With the continued progress of the new Next Level Indiana Trust Fund — Indiana’s $250 million fund to develop venture community and support increased entrepreneurship and innovation in the state–and recent large venture capital investments in emerging tech companies like Lessonly, Sigstr and 250ok, it’s becoming more important for tech business leaders in the state to understand the venture capital ecosystem.
With that in mind, we are launching an ongoing series on the inner workings of venture capital firms and their people rooted in the state of Indiana. We will start by spending a few weeks looking at the role of venture analysts in a venture capital firm and interviewing some of our very own analysts. If you know a venture analyst we should feature, please send an email to Roger Shuman with your recommendation.
What does a venture analyst do?
While you may recognize the names of some of the investors at local firms (as some worked for companies with successful exits like Software Artistry, Aprimo and ExactTarget), there are many others vitally involved in their success.
Jackie DiMonteSenior Associate
In what kind of companies does Hyde Park typically invest?
Jackie: We invest in B2B SaaS and marketplace companies in the Midwest. We invest at the seed or Series A level–typically a company doing <$3 million in annualized revenue.
How do you spend your days?
Finding and screening new companies. This includes making decisions to push companies forward through the investment process (i.e. introduce them to more team members) based on initial conversations and/or initial diligence. When we get more interested in a company, I’ll dig into their market, competition and company metrics. If we get really interested I’ll support the team through first-person diligence and a deeper dive.

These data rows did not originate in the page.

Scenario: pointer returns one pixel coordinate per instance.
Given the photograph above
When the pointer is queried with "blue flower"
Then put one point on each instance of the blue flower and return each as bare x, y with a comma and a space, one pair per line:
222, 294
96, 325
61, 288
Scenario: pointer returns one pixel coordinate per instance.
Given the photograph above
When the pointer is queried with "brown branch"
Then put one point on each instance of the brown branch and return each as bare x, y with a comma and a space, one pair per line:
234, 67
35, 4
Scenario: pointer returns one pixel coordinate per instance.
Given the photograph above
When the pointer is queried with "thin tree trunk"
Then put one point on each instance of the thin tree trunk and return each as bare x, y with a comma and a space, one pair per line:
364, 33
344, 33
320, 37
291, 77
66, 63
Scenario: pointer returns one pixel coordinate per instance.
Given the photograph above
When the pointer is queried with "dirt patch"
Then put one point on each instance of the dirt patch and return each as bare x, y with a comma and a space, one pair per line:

Portfolio support and community building is a vital part of what I do. I’m always trying to better understand how we can be an effective resource for our companies in a scalable and repeatable way. I also mentor companies in accelerators and incubators. Plus, I’m constantly talking to folks prepping for fundraising or who are trying to learn about the VC process. I also do all of the other random stuff since we are a small company, too. Someone has to do quarterly reporting as we have investors just like the companies in which we invest.
How much of your job is spent at your offices?
Sometimes I wish I spent more time at my desk! When I’m not traveling, I probably spend 30-40% of my time meeting with companies and other VCs, 10% meeting with our team, and the rest of the time at my desk. When I’m traveling, which is typically one to three times a month, I spend 100% of my time meeting with companies and VCs or participating in conferences.
What, if anything, makes Indiana’s tech ecosystem unique?
Recent exits like Aprimo, Interactive Intelligence and Angie’s List, along with the expansion of Salesforce has been huge. We see groups like High Alpha fostering the next wave of tech companies, both through community programming as well as building those companies in-house.
What prepared you for this role?
Attending The University of Chicago Booth School of Business on weekends and focusing on entrepreneurship and finance classes, activities, and clubs gave me exposure to the VC industry and helped me learn from an academic sense. Second, I came from a role at Silver Spring Networks, an IoT company where I was able to work on a multitude of new products and solutions along with other companies, ranging from startups to Fortune 100’s. This gave me a perspective on growing and developing technology and an ability to consider new opportunities from a product and go-to-market perspective. Third, I had an internship with another VC that gave me a real-world look at applying my technology / engineering background and academic learnings.
If someone is interested in becoming a venture analyst, what would you recommend they do?
Get as much experience as possible and build a quality network. There are many blog posts out there about the way to get into venture but the conclusion is always the same: that there is not a single route to get there. As a first step, I’d suggest meeting with folks in the industry to find out in more detail what they do and how funds differ from each other. Compare this to the type of work that you like to do. When you understand what your target list is, start strengthening your relationships with the folks at those funds.